Object Storage as the Foundation for Disaggregated Streaming

Object storage services like S3 represent a fundamentally different approach to data persistence. Rather than attaching volumes to specific compute instances in specific availability zones, object storage provides a distributed, multi-AZ service accessed over HTTP APIs. This shift has profound implications for how we architect streaming platforms.

Multi-AZ by Default

The most immediate benefit of object storage is that it eliminates cross-AZ replication costs. When you write data to S3, it’s automatically replicated across availability zones within a region. There’s no additional charge for this replication. You’re not moving data between zones yourself—the storage service handles it transparently.

For high-throughput streaming workloads, this changes the economics entirely.

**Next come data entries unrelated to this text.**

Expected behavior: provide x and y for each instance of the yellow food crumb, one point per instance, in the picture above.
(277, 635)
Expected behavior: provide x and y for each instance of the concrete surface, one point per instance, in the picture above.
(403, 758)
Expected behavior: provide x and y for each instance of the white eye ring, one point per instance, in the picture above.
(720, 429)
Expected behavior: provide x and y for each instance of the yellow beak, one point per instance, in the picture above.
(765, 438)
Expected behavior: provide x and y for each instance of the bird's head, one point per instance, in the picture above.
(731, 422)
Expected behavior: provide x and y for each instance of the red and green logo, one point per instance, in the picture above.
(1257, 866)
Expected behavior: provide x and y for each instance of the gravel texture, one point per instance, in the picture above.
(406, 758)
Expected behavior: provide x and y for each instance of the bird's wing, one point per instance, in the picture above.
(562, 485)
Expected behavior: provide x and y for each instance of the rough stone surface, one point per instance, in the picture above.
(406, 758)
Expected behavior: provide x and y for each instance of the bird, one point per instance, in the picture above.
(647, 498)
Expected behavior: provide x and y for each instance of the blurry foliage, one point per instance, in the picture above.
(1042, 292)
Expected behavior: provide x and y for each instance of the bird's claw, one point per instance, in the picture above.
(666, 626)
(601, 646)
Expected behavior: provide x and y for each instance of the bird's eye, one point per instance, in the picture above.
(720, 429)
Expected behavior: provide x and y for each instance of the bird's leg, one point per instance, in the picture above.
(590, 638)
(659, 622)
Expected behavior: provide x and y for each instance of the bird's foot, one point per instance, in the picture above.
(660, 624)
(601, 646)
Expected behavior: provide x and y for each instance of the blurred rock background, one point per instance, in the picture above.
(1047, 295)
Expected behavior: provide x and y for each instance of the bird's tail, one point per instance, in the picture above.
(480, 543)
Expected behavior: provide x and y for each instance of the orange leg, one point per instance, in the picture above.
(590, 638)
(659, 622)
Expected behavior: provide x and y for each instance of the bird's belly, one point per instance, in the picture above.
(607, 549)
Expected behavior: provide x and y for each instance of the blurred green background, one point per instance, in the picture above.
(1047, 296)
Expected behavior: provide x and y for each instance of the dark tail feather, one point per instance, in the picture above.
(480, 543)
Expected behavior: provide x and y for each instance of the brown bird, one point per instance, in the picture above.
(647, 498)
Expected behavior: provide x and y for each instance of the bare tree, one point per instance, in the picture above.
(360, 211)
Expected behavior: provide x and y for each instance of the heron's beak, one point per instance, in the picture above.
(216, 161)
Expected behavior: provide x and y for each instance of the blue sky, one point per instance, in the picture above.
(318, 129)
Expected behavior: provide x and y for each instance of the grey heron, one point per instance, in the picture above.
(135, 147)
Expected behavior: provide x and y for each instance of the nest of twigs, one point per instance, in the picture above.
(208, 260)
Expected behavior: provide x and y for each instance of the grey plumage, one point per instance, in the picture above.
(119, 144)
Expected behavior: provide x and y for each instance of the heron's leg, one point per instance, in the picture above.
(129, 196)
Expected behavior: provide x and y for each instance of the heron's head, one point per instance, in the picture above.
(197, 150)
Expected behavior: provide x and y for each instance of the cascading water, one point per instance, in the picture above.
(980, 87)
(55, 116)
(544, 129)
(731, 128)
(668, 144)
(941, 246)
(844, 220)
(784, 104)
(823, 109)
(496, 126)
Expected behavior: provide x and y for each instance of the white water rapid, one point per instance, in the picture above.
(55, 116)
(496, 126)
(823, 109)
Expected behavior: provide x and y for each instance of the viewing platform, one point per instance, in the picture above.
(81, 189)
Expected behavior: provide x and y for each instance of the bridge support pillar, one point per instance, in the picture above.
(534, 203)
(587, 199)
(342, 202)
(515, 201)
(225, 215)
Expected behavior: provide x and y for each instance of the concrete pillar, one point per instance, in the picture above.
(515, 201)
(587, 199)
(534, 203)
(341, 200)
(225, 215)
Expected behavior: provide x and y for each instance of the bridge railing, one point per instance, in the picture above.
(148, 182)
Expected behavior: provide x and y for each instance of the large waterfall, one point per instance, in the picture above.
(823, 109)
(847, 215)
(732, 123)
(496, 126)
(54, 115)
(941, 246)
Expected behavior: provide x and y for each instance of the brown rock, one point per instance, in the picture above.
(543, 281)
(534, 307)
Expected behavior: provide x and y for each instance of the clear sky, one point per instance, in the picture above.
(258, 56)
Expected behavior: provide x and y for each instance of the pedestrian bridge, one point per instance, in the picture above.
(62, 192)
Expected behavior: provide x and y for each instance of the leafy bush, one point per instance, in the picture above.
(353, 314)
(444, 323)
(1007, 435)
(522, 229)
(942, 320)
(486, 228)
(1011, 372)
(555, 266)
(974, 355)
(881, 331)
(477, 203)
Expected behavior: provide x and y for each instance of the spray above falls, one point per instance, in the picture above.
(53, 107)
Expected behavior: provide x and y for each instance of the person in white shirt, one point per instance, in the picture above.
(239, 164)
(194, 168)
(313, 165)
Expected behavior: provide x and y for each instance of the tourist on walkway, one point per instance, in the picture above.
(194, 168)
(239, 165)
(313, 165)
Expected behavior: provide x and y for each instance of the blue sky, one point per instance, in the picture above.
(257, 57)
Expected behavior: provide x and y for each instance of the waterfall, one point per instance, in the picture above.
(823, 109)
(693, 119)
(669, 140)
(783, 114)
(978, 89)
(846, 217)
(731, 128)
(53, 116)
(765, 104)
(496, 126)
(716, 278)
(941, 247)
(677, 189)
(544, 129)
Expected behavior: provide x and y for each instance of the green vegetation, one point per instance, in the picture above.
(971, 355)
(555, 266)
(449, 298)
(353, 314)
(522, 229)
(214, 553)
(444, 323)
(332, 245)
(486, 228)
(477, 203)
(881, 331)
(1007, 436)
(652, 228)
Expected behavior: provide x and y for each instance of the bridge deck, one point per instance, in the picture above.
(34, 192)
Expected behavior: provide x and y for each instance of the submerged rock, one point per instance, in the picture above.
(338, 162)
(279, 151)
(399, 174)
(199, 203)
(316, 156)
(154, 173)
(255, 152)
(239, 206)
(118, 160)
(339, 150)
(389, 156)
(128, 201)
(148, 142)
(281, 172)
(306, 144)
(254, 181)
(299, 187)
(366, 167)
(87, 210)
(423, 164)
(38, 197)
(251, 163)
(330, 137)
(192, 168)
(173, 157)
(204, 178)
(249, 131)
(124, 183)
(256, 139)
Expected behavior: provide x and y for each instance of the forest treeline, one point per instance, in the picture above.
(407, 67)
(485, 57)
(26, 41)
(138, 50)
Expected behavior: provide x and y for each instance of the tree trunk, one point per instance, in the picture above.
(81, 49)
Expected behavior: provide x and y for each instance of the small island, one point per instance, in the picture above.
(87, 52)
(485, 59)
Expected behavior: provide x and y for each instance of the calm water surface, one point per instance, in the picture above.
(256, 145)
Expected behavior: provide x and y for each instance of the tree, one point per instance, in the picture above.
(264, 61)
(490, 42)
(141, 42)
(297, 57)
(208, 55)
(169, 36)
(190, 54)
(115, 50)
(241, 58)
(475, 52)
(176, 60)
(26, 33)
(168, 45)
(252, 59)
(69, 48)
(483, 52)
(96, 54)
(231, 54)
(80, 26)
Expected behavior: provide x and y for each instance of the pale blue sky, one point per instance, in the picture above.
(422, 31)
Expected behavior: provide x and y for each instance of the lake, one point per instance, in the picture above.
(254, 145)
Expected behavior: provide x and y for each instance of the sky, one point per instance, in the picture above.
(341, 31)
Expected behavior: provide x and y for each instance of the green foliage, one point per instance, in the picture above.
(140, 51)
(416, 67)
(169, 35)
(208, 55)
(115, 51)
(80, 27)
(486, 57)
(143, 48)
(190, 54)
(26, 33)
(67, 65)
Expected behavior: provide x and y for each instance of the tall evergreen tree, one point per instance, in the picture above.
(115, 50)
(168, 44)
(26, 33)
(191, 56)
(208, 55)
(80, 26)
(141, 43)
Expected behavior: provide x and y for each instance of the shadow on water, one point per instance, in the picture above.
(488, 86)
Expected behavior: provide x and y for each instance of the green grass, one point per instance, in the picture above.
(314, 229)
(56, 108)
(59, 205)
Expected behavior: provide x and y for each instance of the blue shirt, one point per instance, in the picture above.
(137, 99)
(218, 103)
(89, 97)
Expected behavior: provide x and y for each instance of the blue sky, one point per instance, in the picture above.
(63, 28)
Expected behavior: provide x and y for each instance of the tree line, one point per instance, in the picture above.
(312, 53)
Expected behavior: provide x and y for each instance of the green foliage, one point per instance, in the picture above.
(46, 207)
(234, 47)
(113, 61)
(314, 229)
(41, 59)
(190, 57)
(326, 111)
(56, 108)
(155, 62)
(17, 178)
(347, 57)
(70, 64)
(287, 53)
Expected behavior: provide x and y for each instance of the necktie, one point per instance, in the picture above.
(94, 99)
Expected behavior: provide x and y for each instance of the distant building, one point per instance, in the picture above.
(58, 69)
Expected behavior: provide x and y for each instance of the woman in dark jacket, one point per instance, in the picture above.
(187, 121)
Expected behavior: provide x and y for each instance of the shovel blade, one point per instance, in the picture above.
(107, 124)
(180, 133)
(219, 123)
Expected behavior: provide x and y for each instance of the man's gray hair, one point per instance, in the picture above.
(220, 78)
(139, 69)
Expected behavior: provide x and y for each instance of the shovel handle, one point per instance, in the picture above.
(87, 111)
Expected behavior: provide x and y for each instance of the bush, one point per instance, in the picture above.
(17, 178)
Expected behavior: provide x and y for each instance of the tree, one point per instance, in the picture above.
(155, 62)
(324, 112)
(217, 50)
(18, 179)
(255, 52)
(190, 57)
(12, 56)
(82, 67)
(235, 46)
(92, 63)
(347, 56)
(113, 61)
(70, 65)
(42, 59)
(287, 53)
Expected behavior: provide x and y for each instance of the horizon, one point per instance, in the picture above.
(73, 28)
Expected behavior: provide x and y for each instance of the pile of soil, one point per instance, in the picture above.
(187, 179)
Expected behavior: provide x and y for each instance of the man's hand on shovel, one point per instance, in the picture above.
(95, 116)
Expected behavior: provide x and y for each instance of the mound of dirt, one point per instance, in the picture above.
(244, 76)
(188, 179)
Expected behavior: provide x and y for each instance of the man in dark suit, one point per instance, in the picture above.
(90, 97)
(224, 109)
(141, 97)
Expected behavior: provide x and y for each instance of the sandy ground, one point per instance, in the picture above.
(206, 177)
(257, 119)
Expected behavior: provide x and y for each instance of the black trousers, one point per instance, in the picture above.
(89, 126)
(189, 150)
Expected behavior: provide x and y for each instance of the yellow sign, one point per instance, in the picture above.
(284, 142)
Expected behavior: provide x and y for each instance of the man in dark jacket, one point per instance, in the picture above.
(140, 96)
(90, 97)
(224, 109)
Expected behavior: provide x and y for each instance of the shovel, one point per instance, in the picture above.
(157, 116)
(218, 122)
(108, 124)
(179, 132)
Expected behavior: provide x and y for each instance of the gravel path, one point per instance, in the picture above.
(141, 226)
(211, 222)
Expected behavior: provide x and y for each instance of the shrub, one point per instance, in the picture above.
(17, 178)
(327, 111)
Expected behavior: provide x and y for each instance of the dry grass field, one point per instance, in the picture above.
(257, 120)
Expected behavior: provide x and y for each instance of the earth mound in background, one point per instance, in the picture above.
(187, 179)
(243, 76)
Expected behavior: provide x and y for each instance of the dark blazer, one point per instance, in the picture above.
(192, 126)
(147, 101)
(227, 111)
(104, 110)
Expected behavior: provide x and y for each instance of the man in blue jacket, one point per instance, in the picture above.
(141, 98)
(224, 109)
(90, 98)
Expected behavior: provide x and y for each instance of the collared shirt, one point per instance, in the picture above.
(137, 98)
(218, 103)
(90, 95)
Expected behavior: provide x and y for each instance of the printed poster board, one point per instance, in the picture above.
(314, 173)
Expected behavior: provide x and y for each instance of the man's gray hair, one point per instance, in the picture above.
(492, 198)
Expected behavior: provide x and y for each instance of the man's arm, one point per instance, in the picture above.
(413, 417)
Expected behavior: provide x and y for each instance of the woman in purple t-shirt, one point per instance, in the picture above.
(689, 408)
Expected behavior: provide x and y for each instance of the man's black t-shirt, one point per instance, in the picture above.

The OSO engineers no longer needed to worry about which AZ a broker was in, or optimise producer and consumer configurations to minimise cross-AZ traffic. The data is accessible from any zone at the same cost.

This also simplifies networking architecture significantly. No more transit gateways for cross-VPC replication. No more VPC peering arrangements carefully designed to minimise data transfer. Object storage is accessed via regional endpoints, and the internal data movement is the storage service’s problem, not yours.

Operational Simplicity

With object storage, disk capacity ceases to be an operational concern. You don’t provision storage—you simply write data and pay for what you use. There’s no “disk full” scenario. No emergency capacity increases. No over-provisioning calculations.

The OSO engineers never had to replace an S3 bucket because it was performing poorly, which is something they routinely had to do with EBS volumes. Object storage’s reliability characteristics are so strong that if S3 is down, it’s considered a region-level failure. The entire cloud region is effectively unavailable, which simplifies disaster recovery planning immensely.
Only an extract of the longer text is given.